Translation-invariant optimal transport distance
Project leader: Professor Jiajia Yu
Project manager: Shrikant Chand
Team members: Peilin He, Zakk Heile, Jayson Tran, Alice Wang
Measuring differences between data points is fundamental to many machine learning tasks, including classification, clustering, registration, and dimensionality reduction. The choice of measurement can significantly influence the outcomes of these tasks. While the Euclidean distance is the most widely used metric, it often fails to capture the underlying geometry of data in applications where the data points represent complex objects, such as images or networks, or where the Euclidean distance is ill-defined.
In recent years, the rapid growth of machine learning has positioned optimal transport (OT) as a powerful tool in diverse areas such as image classification, domain adaptation, generative modeling, and clustering. OT addresses the problem of minimizing the cost of moving a distribution of mass (e.g., a pile of earth) to match another distribution (e.g., a hole). The minimal cost, known as the Wasserstein distance, provides a meaningful metric between probability distributions and imposes a rich geometric structure on the space of these distributions, reflecting the geometry of the underlying "ground" space on which they are defined.
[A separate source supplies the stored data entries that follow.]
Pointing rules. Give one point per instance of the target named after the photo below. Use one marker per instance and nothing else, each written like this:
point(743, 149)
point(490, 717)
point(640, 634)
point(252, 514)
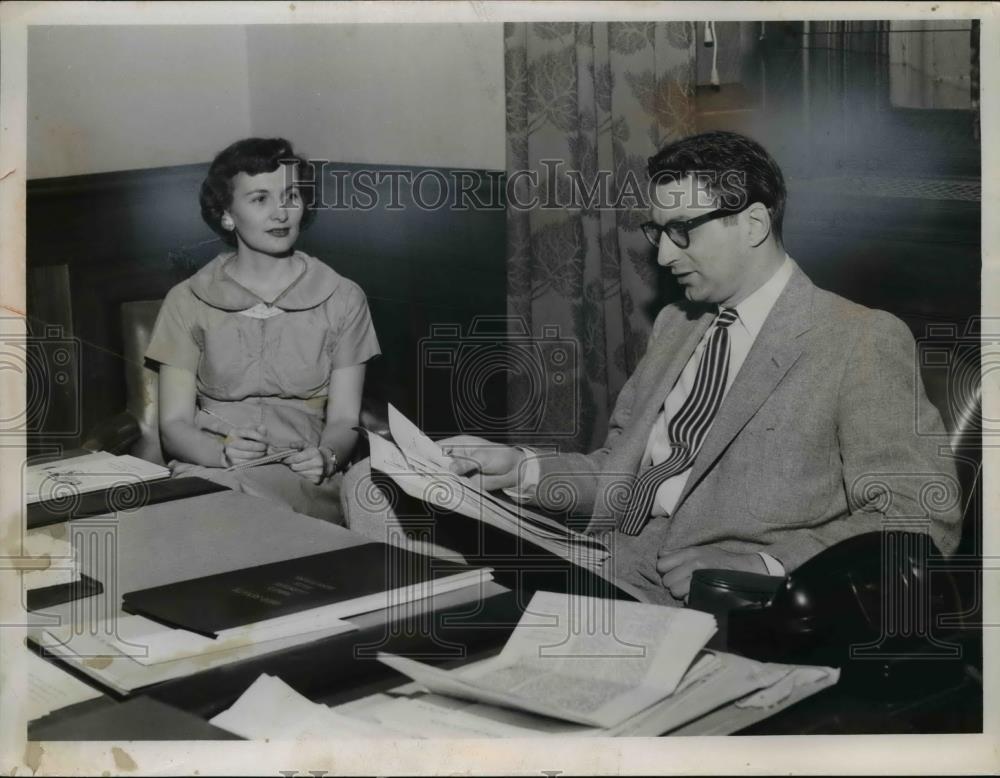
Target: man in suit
point(768, 419)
Despite its many advantages, the optimal transport distance has a notable limitation: it is not invariant under rigid transformations. For instance, two images depicting the same object in different orientations may be considered far apart under OT, despite their similarity. This limitation motivates the need for alternative metrics. One such approach is the Gromov-Wasserstein distance, which generalizes OT to compare distributions defined on different metric spaces. However, this metric presents significant computational challenges.
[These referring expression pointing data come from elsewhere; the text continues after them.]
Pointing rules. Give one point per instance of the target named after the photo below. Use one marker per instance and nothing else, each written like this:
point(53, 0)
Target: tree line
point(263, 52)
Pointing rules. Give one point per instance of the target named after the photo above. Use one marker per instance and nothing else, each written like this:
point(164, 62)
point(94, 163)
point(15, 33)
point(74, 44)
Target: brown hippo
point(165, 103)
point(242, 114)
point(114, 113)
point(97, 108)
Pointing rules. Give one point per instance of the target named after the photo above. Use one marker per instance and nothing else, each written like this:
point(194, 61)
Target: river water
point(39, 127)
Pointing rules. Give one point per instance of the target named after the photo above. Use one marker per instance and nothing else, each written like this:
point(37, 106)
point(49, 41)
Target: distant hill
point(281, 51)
The proposed project aims to address these challenges by developing efficient computational tools for the Gromov-Wasserstein distance or designing novel metrics that are invariant under rigid transformations while retaining the advantages of optimal transport.
Students are expected to be familiar with multivariate calculus, linear algebra and probability. While prior exposure to differential geometry, ODE, PDE, or numerical analysis, numerical linear algebra would be beneficial, it is not required. Programming experience with MATLAB or Python is also helpful but not essential.